Zgodnie z zapowiedziami "Parkietu", Polskie Górnictwo Naftowe i Gazownictwo podpisało wczoraj umowę dotyczącą zagospodarowania złóż ropy naftowej i gazu ziemnego w rejonie Lubiatowa, Międzychodu i Grotowa (tzw. Projekt LMG). Zadanie, które zostało wycenione na prawie 1,4 mld zł (netto), wykona konsorcjum firm utworzone przez PBG. Partnerami giełdowej spółki z Wielkopolski są włoski Technip KTI i kanadyjski Thermo Design Engineering. Kontrakt ma zostać zrealizowany w ciągu 56 miesięcy.

W ciągu najbliższych dwóch miesięcy do portfela zamówień PBG może natomiast wpaść kolejne megazlecenie od PGNiG. Przypomnijmy, że wielkopolska spółka, wspólnie z włoskim Tecnimontem, francuskim Sofregazem i czeskim Plynostawem, utworzyła konsorcjum, które złożyło jedyną ofertę na budowę części napowierzchniowej Podziemnego Magazynu Gazu w Wierzchowicach. Opiewa ona na 1,09 mld zł netto (prawie 1,33 mld zł brutto).

Joanna Zakrzewska, rzecznik PGNiG, informuje, że obecnie trwa jeszcze analiza tej oferty. Wskazuje, że jej ważność została przedłużona do 9 października (ale bez możliwości jej dalszego przedłużania). - Podpisaliśmy stosowne umowy ze światowymi partnerami gwarantujące nam dostawy technologii i urządzeń po cenach obowiązujących jeszcze kilka miesięcy temu, w związku z tym nie gwarantujemy, że w przypadku przedłużającej się procedury przetargowej lub kolejnego przetargu obowiązująca na dziś cena będzie utrzymana - tłumaczy Jacek Krzyżaniak, członek rady nadzorczej i rzecznik PBG.

Czy zatem najpóźniej w październiku spółki podpiszą umowę na realizację PMG Wierzchowice?
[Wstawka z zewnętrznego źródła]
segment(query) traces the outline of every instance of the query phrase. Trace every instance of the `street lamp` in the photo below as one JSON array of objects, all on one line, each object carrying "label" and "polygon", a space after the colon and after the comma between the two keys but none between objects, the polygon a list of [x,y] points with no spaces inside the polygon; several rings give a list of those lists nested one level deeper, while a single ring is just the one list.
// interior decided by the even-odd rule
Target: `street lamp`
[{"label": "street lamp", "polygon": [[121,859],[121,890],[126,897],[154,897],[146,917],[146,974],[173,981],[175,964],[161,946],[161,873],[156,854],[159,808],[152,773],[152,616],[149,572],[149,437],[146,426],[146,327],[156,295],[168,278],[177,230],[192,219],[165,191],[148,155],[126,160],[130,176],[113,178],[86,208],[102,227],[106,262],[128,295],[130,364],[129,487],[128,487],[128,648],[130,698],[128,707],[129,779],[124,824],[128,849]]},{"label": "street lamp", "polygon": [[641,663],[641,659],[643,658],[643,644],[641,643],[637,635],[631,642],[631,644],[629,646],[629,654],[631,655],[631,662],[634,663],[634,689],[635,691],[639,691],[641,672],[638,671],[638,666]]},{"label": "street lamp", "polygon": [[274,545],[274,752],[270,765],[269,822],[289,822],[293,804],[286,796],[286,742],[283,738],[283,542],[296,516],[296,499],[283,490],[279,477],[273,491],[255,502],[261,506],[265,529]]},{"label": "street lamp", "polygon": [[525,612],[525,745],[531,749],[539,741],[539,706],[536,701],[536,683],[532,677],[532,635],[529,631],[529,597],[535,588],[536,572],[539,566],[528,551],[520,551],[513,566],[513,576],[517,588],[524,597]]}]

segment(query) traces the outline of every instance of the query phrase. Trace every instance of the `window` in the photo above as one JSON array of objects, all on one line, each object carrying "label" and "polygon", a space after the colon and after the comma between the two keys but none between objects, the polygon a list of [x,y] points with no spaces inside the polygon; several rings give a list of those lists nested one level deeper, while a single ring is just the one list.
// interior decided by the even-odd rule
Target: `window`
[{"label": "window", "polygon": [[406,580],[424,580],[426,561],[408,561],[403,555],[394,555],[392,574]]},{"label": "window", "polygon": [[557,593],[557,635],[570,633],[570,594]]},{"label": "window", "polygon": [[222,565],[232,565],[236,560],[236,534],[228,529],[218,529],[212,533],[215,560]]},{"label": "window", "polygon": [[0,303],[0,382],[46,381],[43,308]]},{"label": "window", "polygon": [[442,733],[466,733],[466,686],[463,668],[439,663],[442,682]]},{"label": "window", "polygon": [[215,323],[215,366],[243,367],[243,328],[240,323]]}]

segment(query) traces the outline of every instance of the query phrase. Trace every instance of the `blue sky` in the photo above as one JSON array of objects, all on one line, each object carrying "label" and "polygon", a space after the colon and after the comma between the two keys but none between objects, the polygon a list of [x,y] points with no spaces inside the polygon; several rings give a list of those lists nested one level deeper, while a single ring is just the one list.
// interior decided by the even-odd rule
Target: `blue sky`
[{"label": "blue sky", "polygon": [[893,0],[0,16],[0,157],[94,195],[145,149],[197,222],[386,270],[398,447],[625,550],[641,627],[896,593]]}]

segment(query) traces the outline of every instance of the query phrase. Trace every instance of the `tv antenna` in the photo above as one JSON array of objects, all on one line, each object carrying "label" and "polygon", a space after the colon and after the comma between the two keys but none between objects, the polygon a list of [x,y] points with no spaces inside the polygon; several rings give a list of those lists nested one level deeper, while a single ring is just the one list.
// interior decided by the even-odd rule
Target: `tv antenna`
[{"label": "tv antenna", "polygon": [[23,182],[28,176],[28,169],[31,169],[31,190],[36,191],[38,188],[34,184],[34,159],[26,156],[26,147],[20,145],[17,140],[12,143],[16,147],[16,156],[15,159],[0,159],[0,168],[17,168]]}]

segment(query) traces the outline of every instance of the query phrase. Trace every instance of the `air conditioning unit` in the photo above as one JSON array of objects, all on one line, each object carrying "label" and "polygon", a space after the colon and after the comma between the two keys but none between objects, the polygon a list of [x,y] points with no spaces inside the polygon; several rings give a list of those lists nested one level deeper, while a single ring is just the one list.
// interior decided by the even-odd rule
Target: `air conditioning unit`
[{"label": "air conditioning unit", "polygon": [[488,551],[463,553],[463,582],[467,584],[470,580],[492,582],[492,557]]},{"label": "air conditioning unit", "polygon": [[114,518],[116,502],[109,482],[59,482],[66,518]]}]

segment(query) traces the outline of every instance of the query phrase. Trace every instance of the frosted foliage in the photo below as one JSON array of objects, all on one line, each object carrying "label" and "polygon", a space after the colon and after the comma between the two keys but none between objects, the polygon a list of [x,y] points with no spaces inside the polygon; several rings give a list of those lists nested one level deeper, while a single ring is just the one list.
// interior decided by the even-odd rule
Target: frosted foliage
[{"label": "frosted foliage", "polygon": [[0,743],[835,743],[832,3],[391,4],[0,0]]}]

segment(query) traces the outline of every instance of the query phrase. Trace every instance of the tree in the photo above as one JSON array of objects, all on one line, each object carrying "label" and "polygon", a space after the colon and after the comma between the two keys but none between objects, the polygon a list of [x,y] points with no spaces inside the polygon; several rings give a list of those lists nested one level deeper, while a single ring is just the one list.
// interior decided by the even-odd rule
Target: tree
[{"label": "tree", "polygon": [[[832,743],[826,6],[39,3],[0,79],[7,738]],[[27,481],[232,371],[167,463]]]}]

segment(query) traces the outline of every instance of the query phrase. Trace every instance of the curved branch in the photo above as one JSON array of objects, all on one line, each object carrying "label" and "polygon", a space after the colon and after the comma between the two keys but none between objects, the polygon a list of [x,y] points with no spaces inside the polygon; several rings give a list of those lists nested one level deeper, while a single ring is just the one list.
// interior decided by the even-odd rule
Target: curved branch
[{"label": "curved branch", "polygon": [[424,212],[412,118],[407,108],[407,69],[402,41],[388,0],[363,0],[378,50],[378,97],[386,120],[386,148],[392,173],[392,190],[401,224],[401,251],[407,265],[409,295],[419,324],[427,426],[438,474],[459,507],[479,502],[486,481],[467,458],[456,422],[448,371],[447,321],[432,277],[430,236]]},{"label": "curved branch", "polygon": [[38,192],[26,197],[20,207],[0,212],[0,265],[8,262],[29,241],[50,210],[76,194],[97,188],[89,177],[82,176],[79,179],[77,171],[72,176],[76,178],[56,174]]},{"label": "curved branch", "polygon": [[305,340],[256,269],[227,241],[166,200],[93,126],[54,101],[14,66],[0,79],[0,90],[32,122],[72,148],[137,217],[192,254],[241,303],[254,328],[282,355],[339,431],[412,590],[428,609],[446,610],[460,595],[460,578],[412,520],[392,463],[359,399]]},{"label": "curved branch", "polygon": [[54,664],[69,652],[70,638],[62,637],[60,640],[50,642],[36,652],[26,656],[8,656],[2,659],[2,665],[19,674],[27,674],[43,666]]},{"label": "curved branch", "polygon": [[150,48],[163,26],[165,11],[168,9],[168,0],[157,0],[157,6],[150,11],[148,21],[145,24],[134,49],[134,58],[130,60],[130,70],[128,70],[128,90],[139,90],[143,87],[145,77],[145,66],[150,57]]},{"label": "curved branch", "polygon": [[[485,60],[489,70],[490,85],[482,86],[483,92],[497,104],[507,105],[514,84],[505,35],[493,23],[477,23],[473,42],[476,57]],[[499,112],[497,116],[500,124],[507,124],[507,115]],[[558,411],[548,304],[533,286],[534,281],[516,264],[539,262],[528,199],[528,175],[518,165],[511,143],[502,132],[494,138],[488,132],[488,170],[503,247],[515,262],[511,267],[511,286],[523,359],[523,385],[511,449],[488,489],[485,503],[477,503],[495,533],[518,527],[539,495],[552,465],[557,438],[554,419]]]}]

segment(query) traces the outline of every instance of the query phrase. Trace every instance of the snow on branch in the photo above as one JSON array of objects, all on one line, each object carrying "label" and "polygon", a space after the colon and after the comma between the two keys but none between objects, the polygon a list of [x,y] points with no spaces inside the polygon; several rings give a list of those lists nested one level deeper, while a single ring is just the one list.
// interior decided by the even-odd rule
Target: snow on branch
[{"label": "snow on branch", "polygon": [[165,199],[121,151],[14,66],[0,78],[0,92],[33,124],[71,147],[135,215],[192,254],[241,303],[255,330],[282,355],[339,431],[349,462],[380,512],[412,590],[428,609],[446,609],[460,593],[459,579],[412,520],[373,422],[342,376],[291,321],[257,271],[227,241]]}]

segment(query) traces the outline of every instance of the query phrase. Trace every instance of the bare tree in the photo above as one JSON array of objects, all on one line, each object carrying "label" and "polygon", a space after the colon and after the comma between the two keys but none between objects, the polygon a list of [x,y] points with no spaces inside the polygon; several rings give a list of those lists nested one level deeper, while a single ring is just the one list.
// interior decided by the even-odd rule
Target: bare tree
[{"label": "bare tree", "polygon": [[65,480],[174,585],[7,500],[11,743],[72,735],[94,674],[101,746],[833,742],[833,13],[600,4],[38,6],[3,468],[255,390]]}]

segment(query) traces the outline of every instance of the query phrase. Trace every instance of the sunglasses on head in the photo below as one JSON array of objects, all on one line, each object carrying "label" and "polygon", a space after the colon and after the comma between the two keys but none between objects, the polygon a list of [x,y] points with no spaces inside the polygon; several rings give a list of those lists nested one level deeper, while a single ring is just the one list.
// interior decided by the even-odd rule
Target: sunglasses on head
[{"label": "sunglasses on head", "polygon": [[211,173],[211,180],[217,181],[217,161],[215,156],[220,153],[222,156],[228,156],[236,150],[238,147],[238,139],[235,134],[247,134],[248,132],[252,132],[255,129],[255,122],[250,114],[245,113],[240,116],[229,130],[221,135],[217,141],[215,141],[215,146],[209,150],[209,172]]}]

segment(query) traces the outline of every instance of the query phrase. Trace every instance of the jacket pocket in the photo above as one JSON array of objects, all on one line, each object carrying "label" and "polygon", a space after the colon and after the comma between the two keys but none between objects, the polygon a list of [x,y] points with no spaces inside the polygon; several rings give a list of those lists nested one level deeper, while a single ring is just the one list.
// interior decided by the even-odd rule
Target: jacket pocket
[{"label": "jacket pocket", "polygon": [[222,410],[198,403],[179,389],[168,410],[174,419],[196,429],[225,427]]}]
Zapewne tak, o ile PGNiG wygospodaruje dodatkowe środki na tę inwestycję. Budżet inwestorski zakładał bowiem, że projekt pochłonie niespełna 560 mln zł. - PGNiG stara się o dofinansowanie ze środków UE dla czterech projektów, w tym na budowę PMG Wierzchowice - wskazuje Joanna Zakrzewska. - Pozostałe projekty to: budowa PMG Strachocina, budowa PMG Kosakowo i budowa PMG Mogilno. Inwestycje te znalazły się na liście indykatywnej Programu Infrastruktura i Środowisko - dodaje.